From the 2013 Travel Journal – The WMS CME Trek to Everest Base Camp
Part 4 of There Are Signs Everywhere
It was a full day of a beautiful acclimatization hike to Kumjung then on to Kunde and back to Namche to sleep at a lower elevation. Ama Dablam, the Nepalese Matterhorn meaning “Mother’s Necklace”, and my favorite mountain in the Khumbu, expertly identified by the world’s greatest trekking mate Jim Schultz in Do You Wanna Go to Everest, shined brilliantly and brought smiles to all. We had our first glimpse of Mt. Everest, and couldn’t stop staring at the majestic Themserku all day. We were driven away from our rest area by a helicopter landing by the Everest Hotel, likely bringing guests to stay at the one truly contemporary hotel in the Khumbu. Their back porch offers awesome views of the peaks climbers are here to summit.

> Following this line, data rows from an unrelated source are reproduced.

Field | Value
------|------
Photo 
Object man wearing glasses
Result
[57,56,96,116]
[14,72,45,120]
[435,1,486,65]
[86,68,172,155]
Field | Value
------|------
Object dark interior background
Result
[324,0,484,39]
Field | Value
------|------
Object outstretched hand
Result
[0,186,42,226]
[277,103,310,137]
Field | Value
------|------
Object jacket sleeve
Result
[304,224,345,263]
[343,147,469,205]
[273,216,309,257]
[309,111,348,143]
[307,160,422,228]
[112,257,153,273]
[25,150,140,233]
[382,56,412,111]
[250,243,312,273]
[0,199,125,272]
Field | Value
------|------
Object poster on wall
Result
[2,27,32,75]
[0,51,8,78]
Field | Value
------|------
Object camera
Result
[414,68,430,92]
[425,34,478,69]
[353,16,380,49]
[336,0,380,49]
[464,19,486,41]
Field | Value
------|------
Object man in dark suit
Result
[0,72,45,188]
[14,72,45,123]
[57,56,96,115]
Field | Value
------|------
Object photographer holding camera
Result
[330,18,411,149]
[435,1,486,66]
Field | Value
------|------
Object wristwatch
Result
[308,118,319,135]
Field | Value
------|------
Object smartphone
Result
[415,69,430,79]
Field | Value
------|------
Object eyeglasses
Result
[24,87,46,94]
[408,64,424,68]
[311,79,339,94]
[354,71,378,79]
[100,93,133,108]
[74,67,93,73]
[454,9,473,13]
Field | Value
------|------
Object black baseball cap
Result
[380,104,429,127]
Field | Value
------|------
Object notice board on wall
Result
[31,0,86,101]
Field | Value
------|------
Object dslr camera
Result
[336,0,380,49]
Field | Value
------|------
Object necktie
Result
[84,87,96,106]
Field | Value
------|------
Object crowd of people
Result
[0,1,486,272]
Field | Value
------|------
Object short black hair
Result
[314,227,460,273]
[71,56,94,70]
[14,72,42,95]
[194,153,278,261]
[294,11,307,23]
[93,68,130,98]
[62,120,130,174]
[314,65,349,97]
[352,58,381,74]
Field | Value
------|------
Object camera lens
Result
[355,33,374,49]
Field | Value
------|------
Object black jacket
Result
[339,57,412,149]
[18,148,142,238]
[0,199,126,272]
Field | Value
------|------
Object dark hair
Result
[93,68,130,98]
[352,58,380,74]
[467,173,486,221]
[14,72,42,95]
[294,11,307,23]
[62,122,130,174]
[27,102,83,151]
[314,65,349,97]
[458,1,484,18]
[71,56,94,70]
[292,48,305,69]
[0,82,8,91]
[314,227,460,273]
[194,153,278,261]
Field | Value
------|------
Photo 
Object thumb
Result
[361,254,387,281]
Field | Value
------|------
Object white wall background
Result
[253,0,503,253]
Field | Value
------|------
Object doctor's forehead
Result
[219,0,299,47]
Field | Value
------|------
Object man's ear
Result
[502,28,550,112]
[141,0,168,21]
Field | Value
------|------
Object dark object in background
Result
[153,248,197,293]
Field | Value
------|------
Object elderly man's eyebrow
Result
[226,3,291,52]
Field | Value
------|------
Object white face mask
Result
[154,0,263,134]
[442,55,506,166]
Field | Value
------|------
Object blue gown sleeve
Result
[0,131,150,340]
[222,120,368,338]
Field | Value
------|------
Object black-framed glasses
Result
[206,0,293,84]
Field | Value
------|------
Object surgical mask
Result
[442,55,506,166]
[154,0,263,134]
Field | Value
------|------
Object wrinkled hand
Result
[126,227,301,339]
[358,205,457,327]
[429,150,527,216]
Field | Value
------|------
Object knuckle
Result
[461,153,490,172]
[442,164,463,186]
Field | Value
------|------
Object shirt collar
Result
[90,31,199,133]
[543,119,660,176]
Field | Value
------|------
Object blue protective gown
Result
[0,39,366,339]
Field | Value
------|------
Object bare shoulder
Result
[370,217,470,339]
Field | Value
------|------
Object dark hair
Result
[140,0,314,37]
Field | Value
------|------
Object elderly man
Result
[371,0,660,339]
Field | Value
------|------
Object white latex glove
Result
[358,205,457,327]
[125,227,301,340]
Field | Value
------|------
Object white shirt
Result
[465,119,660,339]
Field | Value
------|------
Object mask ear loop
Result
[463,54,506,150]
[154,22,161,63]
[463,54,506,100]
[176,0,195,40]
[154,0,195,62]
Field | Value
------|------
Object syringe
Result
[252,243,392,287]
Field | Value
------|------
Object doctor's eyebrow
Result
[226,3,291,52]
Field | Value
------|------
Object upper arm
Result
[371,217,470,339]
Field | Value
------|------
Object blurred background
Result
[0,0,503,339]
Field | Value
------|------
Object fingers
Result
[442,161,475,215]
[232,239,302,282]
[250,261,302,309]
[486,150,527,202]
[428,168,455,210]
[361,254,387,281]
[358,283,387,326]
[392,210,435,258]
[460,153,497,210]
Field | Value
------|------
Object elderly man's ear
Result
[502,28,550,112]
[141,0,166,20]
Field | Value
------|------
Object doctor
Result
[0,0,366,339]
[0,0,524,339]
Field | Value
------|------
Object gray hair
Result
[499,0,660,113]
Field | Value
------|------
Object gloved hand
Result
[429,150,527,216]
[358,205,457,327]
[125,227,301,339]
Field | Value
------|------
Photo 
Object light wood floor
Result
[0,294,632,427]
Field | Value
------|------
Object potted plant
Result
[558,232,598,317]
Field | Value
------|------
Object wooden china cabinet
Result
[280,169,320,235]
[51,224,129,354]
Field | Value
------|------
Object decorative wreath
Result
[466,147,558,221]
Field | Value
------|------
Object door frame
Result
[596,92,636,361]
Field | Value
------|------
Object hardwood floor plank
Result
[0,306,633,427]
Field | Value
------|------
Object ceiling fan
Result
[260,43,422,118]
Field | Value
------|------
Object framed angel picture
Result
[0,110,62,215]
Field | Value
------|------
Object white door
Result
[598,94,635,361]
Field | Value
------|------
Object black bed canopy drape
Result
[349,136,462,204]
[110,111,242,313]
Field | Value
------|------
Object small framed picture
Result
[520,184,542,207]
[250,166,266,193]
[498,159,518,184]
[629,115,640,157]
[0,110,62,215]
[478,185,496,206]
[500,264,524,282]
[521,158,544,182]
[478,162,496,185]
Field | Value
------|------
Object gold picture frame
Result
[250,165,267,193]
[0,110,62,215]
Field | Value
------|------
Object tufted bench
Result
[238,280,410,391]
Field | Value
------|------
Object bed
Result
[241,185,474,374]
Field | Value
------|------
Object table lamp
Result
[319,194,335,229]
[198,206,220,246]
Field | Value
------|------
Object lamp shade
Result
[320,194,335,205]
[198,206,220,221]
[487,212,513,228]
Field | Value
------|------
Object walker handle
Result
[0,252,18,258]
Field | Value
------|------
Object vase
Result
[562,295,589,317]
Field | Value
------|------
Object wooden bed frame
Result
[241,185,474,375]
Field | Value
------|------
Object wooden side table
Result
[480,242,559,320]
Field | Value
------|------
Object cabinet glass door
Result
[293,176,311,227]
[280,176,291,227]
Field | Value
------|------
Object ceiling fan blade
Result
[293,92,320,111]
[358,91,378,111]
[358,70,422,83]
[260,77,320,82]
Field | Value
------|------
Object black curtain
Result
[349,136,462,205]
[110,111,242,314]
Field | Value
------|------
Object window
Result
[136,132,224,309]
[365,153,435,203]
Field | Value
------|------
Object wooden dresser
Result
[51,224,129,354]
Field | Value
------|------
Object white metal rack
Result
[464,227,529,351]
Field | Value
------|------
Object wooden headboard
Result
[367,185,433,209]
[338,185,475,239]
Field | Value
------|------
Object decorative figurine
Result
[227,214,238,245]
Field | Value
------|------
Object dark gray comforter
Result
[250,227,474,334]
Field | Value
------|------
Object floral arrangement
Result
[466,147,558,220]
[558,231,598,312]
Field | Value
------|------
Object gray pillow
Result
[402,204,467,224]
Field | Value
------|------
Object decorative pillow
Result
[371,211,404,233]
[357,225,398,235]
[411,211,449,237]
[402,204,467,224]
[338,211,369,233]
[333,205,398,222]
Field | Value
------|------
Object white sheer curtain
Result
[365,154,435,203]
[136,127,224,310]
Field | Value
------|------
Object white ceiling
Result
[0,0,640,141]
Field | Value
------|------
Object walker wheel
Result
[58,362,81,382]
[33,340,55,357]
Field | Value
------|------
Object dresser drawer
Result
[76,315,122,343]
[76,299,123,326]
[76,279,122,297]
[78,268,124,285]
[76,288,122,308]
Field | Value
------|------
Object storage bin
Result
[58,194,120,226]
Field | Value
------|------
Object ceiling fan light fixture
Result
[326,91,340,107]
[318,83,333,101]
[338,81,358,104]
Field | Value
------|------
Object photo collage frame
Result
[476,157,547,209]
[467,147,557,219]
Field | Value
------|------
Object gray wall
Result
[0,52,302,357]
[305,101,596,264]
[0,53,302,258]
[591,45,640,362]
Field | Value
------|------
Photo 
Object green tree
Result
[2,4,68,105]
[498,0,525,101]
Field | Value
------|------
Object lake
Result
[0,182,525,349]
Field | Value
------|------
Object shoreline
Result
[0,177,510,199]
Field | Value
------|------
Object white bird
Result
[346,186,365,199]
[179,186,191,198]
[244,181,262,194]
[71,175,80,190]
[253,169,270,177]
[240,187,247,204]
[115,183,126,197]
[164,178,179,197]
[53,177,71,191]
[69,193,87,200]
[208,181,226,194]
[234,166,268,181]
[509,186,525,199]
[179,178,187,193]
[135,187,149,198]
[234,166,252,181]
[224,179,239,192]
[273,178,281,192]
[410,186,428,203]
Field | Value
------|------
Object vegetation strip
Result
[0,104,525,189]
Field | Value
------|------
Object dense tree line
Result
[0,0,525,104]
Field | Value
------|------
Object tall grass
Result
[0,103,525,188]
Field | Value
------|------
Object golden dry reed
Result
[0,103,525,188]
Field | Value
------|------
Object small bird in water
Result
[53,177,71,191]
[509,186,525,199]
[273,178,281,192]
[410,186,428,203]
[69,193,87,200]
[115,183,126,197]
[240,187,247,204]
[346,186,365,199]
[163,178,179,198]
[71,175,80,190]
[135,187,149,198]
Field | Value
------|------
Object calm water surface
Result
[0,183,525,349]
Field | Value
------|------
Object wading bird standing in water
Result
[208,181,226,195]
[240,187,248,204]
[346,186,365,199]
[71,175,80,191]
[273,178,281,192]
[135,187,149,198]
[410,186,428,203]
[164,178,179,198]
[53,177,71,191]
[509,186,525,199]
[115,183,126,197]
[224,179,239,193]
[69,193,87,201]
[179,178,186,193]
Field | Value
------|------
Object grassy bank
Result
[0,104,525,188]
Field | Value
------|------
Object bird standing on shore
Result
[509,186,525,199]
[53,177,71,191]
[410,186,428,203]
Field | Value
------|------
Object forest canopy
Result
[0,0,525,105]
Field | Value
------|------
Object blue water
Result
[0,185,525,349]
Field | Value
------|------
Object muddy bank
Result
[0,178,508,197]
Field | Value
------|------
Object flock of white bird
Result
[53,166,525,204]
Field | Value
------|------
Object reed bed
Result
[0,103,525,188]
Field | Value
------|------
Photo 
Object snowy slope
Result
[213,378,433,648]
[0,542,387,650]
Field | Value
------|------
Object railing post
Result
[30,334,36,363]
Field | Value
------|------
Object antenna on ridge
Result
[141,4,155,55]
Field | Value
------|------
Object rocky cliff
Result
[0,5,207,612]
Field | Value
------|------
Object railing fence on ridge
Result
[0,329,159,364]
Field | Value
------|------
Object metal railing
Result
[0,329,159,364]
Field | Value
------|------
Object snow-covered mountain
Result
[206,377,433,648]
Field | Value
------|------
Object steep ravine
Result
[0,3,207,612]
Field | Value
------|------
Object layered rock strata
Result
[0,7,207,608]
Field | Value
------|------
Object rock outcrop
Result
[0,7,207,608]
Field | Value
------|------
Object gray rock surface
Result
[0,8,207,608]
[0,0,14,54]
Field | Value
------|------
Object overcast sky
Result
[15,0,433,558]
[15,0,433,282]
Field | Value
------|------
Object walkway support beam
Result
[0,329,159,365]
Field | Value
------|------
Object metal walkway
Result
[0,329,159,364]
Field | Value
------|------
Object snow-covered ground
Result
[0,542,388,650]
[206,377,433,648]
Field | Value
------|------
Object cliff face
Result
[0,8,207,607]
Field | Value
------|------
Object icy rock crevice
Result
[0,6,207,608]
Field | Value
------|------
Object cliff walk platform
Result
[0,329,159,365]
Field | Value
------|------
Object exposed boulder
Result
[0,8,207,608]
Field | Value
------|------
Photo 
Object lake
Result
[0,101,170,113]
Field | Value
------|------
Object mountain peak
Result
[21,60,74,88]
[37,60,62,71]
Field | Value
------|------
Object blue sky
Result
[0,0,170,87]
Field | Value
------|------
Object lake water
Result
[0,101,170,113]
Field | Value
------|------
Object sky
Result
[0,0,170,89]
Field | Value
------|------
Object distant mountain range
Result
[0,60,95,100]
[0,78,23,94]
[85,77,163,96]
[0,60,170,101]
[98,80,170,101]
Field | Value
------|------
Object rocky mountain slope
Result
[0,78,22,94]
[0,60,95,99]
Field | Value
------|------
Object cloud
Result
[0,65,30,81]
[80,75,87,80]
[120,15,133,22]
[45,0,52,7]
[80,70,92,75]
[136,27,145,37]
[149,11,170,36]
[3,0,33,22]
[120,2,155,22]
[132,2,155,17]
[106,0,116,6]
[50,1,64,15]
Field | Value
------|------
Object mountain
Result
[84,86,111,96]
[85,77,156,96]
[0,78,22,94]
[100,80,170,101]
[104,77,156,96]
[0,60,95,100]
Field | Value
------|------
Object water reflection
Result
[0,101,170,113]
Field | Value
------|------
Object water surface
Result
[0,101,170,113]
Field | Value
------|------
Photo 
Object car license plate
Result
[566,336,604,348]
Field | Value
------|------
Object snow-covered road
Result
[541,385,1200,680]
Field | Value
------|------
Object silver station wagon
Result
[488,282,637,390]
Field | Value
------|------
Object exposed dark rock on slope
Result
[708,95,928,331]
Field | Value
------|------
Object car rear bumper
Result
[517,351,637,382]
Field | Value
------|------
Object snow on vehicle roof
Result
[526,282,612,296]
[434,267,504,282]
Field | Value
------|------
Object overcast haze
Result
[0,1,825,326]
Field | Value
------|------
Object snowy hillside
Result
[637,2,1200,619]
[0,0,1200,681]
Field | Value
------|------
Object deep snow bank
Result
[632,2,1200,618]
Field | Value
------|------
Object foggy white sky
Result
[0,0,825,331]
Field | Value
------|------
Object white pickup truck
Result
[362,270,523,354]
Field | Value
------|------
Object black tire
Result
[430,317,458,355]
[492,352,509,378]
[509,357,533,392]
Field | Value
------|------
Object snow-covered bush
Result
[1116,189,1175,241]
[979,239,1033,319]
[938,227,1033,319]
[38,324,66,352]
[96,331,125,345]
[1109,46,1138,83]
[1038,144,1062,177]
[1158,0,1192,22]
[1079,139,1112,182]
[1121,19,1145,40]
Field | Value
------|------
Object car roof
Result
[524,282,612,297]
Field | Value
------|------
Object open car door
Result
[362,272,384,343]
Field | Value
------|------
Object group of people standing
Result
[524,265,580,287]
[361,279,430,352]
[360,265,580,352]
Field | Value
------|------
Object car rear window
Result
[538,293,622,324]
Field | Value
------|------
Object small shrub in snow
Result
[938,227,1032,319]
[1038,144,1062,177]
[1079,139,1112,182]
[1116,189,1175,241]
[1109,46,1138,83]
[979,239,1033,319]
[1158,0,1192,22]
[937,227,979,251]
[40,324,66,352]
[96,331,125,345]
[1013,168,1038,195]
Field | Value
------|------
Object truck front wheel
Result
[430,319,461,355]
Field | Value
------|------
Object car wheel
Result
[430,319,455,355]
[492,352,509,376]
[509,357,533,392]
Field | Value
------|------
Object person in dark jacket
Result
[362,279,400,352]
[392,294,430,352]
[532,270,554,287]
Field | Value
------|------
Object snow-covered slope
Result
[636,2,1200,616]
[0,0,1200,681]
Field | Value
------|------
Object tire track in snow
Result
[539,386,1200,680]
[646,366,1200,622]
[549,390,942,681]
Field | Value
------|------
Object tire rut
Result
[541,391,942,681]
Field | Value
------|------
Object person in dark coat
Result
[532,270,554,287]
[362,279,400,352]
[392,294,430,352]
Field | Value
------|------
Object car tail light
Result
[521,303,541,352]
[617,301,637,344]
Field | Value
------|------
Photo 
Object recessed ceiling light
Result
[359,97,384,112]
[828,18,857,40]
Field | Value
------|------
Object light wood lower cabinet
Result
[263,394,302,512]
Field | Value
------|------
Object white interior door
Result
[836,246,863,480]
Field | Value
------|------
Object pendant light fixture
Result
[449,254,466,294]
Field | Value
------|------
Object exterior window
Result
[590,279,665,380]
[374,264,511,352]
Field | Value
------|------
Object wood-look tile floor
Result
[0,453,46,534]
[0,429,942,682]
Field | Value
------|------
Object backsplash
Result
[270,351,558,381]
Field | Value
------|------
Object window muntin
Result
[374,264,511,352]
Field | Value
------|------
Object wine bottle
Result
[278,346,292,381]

We enjoyed an amazing lunch at Amadablam Lodge in Kumjung, stopped at the monastery in Kunde where some paid to see the Yeti skull. Later we had the privilege of touring the hospital founded by Sir Edmund Hillary, Kunde Hospital, with Mingma, (I likely butchered the spelling of his name). Mingma, a hospital staff member for the last 31 yrs, has the kindest smile, and is a pleasure to meet, speak to and listen to.
This is a 15-bed hospital, staffed by 2 docs, 1 midwife and other local staff. They see 30 patients per day and are open 23-7 (one hour per day closed for cleaning), 365 days per year. The docs also visit local smaller clinics. The commitment of the staff to this hospital just about brought me to tears. They work so hard, for so many hours, with such limited resources, and not much in the way of compensation, all the while with kind smiles on their faces. It’s a stark contrast to how so many of us (myself very much included) complain at times when we get well compensated for working fewer hours with massive resources. I remain humbled.
As we hiked out, our trekkers encountered a scenario where a lone hiker (Pranav) was found down and altered. The group ultimately assessed patient with HAPE, HACE, and trauma and managed appropriately. Scenario-based learning, as always, was high yield. The whole group, physicians and non-physicians alike, learned much about the differential diagnosis of Altered Mental Status at altitude, various ways to immobilize the c-spine in the backcountry, how to run a trauma, and the importance of the Secondary Survey.
The next day would bring us to Tengboche (3860 m). Namaste & hugs!